Si hay una ciudad que pareció emerger de la noche de los tiempos para resucitar y cobrar vida renovada en la modernidad esa es Pompeya que, junto con Herculano y otros lugares cercanos de la Campania, fue borrada de la faz de la tierra por la brutal erupción del Vesubio la noche del 24 de agosto del año 79 de nuestra era. La ciudad, un populoso enclave romano, y sus sorprendidos habitantes quedaron congelados en el tiempo de manera asombrosa. Su redescubrimiento en el siglo XVIII –junto con sus sucesivas y numerosas excavaciones y reconstrucciones– permite que hoy el viajero se convierta en paseante por una antigua ciudad romana y experimente de forma pasmosa las sensaciones de las calles empedradas y la vida cotidiana de la antigüedad. Es como si se hubiera sacado la luz un retazo de la antigua Roma y de su vibrante vida provincial guardado en laboratorio: Pompeya era una tesela más en el enorme mosaico de municipios y colonias que configuraron el paisaje de un imperio eminentemente urbano, como fue el romano de la edad del temprano Principado.
En efecto, Pompeya se convirtió en municipio tras la conquista de la ciudad por las tropas romanas y, como importante nudo de comunicaciones entre la Vía Apia y el mar, experimentó un florecimiento económico entre los siglos I a.C. y I d.C., creando una clase de enriquecidos comerciantes, ya ciudadanos romanos, que gozaban de instituciones que imitaban las de Roma. Hubo algunos preludios al estallido del volcán en el año 62, cuando el historiador Tácito refiere que la ciudad fue en parte destruida por un fuerte terremoto y hubo que emprender trabajos de reparación gracias a la munificencia de ciudadanos adinerados. Sin embargo, según el relato de Plinio el Joven, fue la noche del 24 de agosto del 79 –aunque hay discusión sobre la exactitud de la fecha–, cuando la ciudad sufrió el gran cataclismo que la sumió en el olvido y que, por cierto, costó la vida a su tío Plinio el Viejo, naturalista apasionado.
Cuenta el sobrino en una carta a Tácito (Ep.6, 16): “Una nube, procedente de qué montaña no estaba claro desde aquél lugar (aunque luego se dijo que venía del monte Vesubio), estaba ascendiendo […]. Parecía ora clara y brillante, ora oscura y moteada, según estuviera más o menos impregnada de tierra y ceniza. Este fenómeno le pareció extraordinario a un hombre de la educación y cultura de mi tío, por lo que decidió acercarse más para poder examinarlo mejor”. Sabemos que murió por inhalación de la nube tóxica al investigar el fenómeno.
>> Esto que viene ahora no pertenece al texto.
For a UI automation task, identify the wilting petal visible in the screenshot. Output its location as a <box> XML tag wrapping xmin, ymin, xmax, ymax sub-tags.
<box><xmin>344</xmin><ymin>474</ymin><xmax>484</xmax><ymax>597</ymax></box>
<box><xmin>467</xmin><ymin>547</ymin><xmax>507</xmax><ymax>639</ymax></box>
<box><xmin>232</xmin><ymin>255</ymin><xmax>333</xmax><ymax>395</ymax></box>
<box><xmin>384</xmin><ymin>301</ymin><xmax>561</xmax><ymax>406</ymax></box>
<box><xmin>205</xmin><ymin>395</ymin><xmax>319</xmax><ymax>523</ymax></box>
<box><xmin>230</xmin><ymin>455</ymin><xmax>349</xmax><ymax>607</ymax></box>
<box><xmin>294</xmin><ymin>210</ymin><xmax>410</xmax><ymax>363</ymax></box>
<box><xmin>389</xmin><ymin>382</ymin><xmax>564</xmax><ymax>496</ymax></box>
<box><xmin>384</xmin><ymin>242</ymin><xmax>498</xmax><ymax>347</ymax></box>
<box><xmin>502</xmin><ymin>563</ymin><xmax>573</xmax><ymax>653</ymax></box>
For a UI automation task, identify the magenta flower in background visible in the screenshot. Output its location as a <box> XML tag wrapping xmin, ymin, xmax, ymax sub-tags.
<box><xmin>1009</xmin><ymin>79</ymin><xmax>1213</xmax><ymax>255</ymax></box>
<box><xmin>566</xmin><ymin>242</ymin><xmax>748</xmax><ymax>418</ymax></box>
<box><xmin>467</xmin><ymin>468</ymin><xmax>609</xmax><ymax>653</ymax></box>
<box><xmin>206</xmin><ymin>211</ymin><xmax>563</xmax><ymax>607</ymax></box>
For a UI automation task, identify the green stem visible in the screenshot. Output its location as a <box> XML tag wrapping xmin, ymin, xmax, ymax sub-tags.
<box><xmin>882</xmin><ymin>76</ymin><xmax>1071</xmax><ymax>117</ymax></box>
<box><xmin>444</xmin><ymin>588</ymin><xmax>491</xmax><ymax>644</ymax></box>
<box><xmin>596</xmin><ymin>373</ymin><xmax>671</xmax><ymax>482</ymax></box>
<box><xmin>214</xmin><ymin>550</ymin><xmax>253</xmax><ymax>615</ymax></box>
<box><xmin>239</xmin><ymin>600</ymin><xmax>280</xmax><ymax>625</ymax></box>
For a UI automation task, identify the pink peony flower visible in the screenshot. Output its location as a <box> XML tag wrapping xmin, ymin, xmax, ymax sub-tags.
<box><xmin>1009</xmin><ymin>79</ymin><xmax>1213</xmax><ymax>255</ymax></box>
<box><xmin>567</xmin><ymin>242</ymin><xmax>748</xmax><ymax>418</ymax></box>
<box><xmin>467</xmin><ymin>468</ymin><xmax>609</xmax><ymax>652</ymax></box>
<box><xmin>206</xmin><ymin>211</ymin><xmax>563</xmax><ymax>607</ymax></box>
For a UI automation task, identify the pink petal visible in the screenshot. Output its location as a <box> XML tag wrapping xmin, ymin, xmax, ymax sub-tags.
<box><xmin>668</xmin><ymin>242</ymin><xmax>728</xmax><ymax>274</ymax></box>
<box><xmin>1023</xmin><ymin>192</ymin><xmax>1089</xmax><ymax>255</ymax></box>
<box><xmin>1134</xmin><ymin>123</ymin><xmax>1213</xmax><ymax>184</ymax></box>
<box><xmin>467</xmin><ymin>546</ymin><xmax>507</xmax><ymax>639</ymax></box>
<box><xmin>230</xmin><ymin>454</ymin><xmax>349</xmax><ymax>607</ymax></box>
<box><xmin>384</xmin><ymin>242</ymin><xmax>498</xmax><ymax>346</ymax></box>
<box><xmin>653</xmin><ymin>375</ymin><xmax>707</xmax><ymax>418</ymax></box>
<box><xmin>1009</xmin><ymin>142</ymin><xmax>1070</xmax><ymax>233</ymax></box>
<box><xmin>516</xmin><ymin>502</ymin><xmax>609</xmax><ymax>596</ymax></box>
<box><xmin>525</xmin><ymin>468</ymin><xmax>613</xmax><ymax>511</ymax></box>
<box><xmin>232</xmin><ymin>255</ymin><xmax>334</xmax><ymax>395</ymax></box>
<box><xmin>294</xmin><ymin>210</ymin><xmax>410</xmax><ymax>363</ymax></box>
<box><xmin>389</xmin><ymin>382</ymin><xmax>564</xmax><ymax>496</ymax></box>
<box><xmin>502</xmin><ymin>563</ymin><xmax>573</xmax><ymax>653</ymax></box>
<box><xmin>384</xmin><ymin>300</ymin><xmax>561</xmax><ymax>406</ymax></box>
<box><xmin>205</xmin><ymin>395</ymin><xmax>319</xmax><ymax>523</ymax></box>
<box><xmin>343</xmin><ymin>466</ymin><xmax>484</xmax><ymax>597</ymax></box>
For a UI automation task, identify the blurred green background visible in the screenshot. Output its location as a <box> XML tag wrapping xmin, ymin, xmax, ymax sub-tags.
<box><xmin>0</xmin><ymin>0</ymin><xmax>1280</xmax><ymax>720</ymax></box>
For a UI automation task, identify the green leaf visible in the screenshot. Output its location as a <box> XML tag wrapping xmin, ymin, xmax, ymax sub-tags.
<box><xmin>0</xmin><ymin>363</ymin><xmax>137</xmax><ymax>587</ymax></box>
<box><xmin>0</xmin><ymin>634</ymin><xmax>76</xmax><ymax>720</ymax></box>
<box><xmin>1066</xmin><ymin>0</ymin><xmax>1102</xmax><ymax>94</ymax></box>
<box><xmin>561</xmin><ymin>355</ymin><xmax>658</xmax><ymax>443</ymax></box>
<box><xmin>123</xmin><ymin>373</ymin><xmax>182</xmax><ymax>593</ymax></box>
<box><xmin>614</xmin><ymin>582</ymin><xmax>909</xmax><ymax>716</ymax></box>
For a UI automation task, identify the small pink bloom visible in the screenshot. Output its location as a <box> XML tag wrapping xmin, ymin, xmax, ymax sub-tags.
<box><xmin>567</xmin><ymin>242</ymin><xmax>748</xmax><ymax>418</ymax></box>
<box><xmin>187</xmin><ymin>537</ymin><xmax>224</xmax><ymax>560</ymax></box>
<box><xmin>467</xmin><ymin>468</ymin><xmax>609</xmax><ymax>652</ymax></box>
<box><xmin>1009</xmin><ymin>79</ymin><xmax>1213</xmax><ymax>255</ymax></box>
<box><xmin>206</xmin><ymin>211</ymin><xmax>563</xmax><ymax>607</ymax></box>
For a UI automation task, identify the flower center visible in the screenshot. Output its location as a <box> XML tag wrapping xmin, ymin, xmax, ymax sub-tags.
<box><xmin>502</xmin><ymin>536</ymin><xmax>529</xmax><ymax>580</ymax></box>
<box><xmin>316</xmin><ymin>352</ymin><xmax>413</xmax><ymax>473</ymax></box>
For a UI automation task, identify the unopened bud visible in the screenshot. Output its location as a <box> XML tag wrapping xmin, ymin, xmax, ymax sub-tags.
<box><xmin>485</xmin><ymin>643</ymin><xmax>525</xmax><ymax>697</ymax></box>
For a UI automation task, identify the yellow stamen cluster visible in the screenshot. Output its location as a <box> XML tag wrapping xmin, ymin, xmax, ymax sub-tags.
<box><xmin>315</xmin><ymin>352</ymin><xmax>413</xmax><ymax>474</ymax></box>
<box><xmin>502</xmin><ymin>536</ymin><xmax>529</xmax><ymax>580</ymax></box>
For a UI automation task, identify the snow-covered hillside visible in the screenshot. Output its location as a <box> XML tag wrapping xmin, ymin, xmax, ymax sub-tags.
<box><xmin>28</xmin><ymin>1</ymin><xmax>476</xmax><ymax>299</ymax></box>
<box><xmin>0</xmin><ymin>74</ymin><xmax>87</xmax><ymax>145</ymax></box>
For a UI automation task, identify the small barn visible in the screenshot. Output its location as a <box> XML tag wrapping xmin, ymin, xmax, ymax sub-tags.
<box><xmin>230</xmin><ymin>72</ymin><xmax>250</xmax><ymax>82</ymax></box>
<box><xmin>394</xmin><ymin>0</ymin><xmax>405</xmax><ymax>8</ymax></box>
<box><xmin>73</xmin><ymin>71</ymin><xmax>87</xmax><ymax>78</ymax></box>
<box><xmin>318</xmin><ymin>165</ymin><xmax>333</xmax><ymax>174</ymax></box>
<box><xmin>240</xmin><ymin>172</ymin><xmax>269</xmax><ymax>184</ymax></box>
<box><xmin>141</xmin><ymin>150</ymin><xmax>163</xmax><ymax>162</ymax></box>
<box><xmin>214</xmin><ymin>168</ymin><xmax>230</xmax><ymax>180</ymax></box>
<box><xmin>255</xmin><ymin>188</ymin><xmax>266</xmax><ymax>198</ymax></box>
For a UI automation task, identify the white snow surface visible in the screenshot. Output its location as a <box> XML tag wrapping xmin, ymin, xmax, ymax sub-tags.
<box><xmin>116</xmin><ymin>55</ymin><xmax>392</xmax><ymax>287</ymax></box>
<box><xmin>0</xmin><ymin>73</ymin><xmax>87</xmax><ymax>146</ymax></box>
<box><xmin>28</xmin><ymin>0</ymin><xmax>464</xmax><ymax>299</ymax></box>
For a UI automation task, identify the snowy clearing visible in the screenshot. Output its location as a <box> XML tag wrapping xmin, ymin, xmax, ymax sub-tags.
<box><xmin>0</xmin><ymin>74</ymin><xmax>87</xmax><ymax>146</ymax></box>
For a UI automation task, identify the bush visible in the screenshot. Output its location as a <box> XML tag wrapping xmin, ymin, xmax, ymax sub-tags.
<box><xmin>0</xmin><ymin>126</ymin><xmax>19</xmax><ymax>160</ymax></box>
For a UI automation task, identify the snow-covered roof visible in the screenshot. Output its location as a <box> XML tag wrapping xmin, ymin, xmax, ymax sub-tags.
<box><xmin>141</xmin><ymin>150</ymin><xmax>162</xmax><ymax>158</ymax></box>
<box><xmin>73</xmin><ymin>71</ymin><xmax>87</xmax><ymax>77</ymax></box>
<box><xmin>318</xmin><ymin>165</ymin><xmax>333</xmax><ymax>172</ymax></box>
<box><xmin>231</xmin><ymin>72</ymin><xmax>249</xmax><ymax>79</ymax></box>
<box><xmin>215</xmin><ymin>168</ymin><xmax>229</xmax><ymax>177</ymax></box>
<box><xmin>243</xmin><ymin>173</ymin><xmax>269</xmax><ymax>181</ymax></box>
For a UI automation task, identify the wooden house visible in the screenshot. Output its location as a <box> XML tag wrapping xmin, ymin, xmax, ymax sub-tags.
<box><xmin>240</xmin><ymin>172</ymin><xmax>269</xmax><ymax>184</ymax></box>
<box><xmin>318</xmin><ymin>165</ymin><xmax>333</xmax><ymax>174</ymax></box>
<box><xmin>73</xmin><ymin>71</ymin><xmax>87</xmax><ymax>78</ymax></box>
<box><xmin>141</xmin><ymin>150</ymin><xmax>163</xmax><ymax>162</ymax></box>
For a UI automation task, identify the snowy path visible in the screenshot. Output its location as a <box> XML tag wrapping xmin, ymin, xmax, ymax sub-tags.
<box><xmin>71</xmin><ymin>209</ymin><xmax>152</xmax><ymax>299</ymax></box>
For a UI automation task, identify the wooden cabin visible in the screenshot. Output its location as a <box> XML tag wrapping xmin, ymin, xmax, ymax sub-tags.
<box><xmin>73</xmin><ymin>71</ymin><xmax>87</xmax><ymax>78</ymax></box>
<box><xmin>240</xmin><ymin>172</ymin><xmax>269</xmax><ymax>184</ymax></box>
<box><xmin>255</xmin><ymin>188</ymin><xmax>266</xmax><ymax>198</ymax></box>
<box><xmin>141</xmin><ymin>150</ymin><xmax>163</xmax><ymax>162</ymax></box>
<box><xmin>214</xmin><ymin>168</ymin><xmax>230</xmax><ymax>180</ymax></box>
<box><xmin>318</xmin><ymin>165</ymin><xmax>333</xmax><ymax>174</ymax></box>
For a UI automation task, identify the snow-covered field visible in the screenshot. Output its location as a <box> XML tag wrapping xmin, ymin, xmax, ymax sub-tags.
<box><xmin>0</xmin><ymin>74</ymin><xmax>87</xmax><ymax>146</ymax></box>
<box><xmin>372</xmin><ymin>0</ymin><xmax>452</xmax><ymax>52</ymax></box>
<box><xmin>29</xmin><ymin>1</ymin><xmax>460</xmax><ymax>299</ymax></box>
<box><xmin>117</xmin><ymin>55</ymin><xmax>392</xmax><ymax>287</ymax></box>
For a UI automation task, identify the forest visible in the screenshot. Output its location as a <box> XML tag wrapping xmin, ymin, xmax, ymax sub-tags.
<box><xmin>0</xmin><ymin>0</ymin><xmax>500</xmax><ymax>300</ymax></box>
Si es apasionante la historia de Pompeya, la de su redescubrimiento es interesantísima. Aunque ya en 1550 el arquitecto Fontana encontró algunos restos de las ciudades que, como Pompeya y Herculano, se creían perdidas, no fue hasta la llegada del ilustrado rey Carlos VII de Nápoles, más conocido como Carlos III de España, cuando, entre 1759-1788 se iniciaron los trabajos arqueológicos bajo la dirección, entre otros, del aragonés Alcubierre.
Las Colecciones Reales de Madrid de Roma y Nápoles acrecieron desde entonces con los hallazgos del lugar y la excavaciones tuvieron un increíble impacto cultural, como narra Mirella Romero en “Pompeya. Vida, muerte y resurrección de la ciudad sepultada por el Vesubio” (La esfera de los libros 2010). Tras una primera parte sobre “Pompeya en la antigüedad”, la segunda parte se dedica a la posteridad de la ciudad, una suerte de “resurrección” que cambió la historia de las ideas estéticas para siempre y dio carta de naturaleza al neoclasicismo que imperó en todas las grandes capitales europeas.
Pero, ¿cómo era la vida diaria en la ciudad a la sombra del Vesubio? Si hoy impresionan al viajero los templos, bodegas, mercados y prostíbulos, tanto como los moldes de los cuerpos de los pompeyanos aterrorizados que se ven en el “jardín de los fugitivos”, tratando de escapar de una muerte cierta, podemos acompañar la visita leyendo a los clásicos latinos de la época, la estupenda novela “Los últimos días de Pompeya” de Edward Bulwer Lytton (1834) o algunas evocaciones modernas de esta fascinante historia. Muy recomendable es, entre ellas, una reciente novedad editorial de Fernando Lillo, titulada “Un día en Pompeya” (Espasa 2020), que vuelve a resucitar la vieja ciudad romana para el público de habla hispana.